IJ

Michael Bailey michael.lee.bailey at gmail.com
Sat Mar 25 20:01:15 CST 2006


On 3/25/06, jbor at bigpond.com <jbor at bigpond.com> wrote:
> This article gives a pretty decent overview of the post-Pynchon and
> DeLillo crop of American postmoderns and what they're on about, and
> rates Wallace and his achievement with IJ (and the rest of his work)
> fairly and sensibly.
>

> http://afr.com/articles/2003/10/16/1065917545463.html
>

wanted to share a chuckle I got from an ambiguous antecedent in the article:

"Amanda Davis's "Faith" delivers a disturbing portrait of a raped girl
with an eating disorder that is as elegant and poised as anything in
contemporary short fiction."

(nothing funny about the rape, of course)

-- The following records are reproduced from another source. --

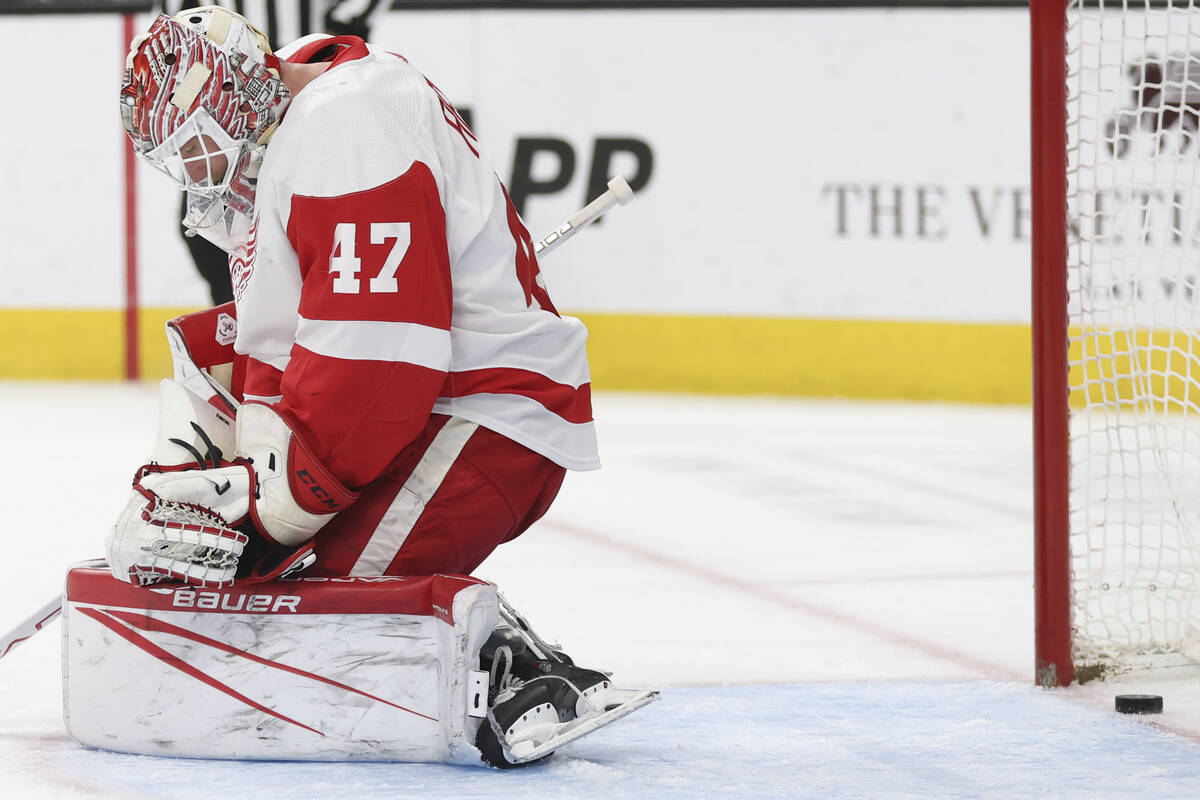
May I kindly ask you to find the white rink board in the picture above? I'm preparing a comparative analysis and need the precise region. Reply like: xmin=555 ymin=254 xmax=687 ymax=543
xmin=0 ymin=8 xmax=1030 ymax=323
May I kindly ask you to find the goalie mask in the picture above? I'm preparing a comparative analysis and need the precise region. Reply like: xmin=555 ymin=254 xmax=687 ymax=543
xmin=121 ymin=6 xmax=289 ymax=252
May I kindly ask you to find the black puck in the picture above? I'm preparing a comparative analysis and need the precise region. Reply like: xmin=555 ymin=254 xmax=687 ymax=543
xmin=1117 ymin=694 xmax=1163 ymax=714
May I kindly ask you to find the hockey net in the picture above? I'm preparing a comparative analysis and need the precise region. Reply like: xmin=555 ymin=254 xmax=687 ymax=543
xmin=1033 ymin=0 xmax=1200 ymax=684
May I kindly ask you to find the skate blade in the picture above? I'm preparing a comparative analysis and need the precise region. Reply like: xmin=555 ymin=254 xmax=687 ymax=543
xmin=509 ymin=688 xmax=659 ymax=764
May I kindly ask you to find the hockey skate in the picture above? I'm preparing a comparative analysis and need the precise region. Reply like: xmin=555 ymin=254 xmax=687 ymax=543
xmin=475 ymin=599 xmax=659 ymax=769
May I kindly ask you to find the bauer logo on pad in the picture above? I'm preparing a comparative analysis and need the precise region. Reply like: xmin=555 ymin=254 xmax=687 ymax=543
xmin=216 ymin=312 xmax=238 ymax=345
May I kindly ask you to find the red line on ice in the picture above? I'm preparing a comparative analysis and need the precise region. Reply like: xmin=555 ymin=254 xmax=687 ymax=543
xmin=544 ymin=519 xmax=1026 ymax=680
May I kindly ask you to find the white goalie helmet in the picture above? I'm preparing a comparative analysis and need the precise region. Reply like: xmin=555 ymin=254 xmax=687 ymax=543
xmin=121 ymin=6 xmax=289 ymax=252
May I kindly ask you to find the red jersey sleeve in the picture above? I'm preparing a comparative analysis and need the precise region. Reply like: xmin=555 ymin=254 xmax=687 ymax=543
xmin=277 ymin=162 xmax=451 ymax=487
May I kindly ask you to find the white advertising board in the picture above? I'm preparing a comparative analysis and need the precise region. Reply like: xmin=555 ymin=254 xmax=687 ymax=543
xmin=0 ymin=8 xmax=1030 ymax=323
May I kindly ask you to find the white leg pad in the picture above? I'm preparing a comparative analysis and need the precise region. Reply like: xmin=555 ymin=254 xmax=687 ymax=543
xmin=62 ymin=563 xmax=498 ymax=764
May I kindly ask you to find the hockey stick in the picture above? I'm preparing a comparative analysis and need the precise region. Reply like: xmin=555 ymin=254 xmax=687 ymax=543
xmin=533 ymin=175 xmax=634 ymax=255
xmin=0 ymin=175 xmax=634 ymax=658
xmin=0 ymin=596 xmax=62 ymax=658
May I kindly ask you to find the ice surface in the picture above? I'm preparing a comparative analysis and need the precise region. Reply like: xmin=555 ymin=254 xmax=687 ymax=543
xmin=0 ymin=383 xmax=1200 ymax=800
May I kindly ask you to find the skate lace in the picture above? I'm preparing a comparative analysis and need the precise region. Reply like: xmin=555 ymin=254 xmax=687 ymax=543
xmin=488 ymin=644 xmax=524 ymax=697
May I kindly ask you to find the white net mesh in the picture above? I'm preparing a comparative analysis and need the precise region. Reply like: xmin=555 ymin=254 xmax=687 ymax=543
xmin=1067 ymin=0 xmax=1200 ymax=664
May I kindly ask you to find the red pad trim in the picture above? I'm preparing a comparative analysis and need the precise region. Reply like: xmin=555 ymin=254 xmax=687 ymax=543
xmin=66 ymin=567 xmax=487 ymax=625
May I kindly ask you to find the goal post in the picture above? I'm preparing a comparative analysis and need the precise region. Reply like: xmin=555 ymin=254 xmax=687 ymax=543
xmin=1030 ymin=0 xmax=1200 ymax=686
xmin=1030 ymin=0 xmax=1074 ymax=686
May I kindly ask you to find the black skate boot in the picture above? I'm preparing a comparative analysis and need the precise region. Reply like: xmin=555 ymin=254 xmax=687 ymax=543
xmin=512 ymin=651 xmax=612 ymax=722
xmin=475 ymin=684 xmax=558 ymax=770
xmin=475 ymin=626 xmax=559 ymax=769
xmin=475 ymin=618 xmax=659 ymax=769
xmin=479 ymin=625 xmax=612 ymax=722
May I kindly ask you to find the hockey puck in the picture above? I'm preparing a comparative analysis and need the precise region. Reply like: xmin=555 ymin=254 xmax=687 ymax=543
xmin=1117 ymin=694 xmax=1163 ymax=714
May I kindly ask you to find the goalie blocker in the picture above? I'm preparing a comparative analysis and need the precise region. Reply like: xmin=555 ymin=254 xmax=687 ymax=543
xmin=62 ymin=563 xmax=498 ymax=764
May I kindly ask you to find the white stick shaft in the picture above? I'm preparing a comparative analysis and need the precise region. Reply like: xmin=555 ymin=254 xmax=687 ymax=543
xmin=0 ymin=595 xmax=62 ymax=658
xmin=533 ymin=175 xmax=634 ymax=255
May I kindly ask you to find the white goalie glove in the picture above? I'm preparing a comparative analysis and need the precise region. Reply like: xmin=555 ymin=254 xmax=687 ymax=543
xmin=107 ymin=381 xmax=358 ymax=587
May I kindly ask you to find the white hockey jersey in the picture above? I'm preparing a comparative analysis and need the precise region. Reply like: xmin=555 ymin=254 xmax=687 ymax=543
xmin=230 ymin=35 xmax=599 ymax=486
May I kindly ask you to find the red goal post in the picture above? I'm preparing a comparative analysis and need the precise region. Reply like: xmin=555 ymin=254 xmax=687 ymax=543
xmin=1030 ymin=0 xmax=1200 ymax=686
xmin=1030 ymin=0 xmax=1074 ymax=686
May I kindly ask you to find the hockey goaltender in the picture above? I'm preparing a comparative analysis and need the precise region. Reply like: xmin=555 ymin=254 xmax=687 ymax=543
xmin=65 ymin=7 xmax=656 ymax=766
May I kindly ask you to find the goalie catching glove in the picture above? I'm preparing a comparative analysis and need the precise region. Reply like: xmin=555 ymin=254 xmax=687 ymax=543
xmin=107 ymin=403 xmax=358 ymax=587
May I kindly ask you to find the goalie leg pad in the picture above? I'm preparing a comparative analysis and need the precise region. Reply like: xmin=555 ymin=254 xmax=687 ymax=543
xmin=62 ymin=565 xmax=497 ymax=765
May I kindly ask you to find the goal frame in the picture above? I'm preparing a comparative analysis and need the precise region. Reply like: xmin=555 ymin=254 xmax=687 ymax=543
xmin=1030 ymin=0 xmax=1075 ymax=686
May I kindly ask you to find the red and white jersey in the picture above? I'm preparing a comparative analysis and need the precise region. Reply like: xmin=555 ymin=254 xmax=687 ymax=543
xmin=230 ymin=35 xmax=599 ymax=486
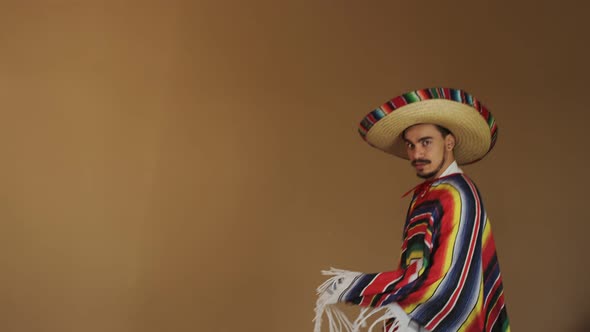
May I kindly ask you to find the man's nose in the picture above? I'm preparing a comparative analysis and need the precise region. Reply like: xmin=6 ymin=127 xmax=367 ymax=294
xmin=410 ymin=146 xmax=424 ymax=159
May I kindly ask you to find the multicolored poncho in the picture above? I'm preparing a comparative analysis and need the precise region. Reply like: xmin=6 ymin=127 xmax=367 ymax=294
xmin=320 ymin=173 xmax=510 ymax=332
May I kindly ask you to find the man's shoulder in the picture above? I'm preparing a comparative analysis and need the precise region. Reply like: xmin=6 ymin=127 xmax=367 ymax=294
xmin=435 ymin=173 xmax=478 ymax=195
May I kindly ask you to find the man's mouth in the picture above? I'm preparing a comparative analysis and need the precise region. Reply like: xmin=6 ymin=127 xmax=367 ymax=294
xmin=412 ymin=160 xmax=430 ymax=170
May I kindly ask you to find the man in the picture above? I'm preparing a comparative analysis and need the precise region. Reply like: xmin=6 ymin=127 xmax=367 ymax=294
xmin=315 ymin=88 xmax=510 ymax=332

(waiting for the chuckle, now spoiling it by trying to come up with a capper)
-- so that is the state of contemporary short fiction?  an eating
disorder can be as elegant as the best current short stories?  even
the ones in the New Yorker?

---
The article also mentions IJ ringing changes on Shakespearean themes
(obviously Hamlet, but I keep wanting to do something with the name
"Hal") and Yorick is the clergyman in Tristram Shandy, and I've
detected more than one respectful nod to Pynchon (but unfortunately
didn't make a puissant enough mental note to specify)
---

...and I'm reminded of seminal treatment of AA in "Secret Integration"
- alcoholism as great leveler, no respecter of persons, or social
lines

-------
--
"Acceptance, forgiveness, love - now that's a philosophy of life!"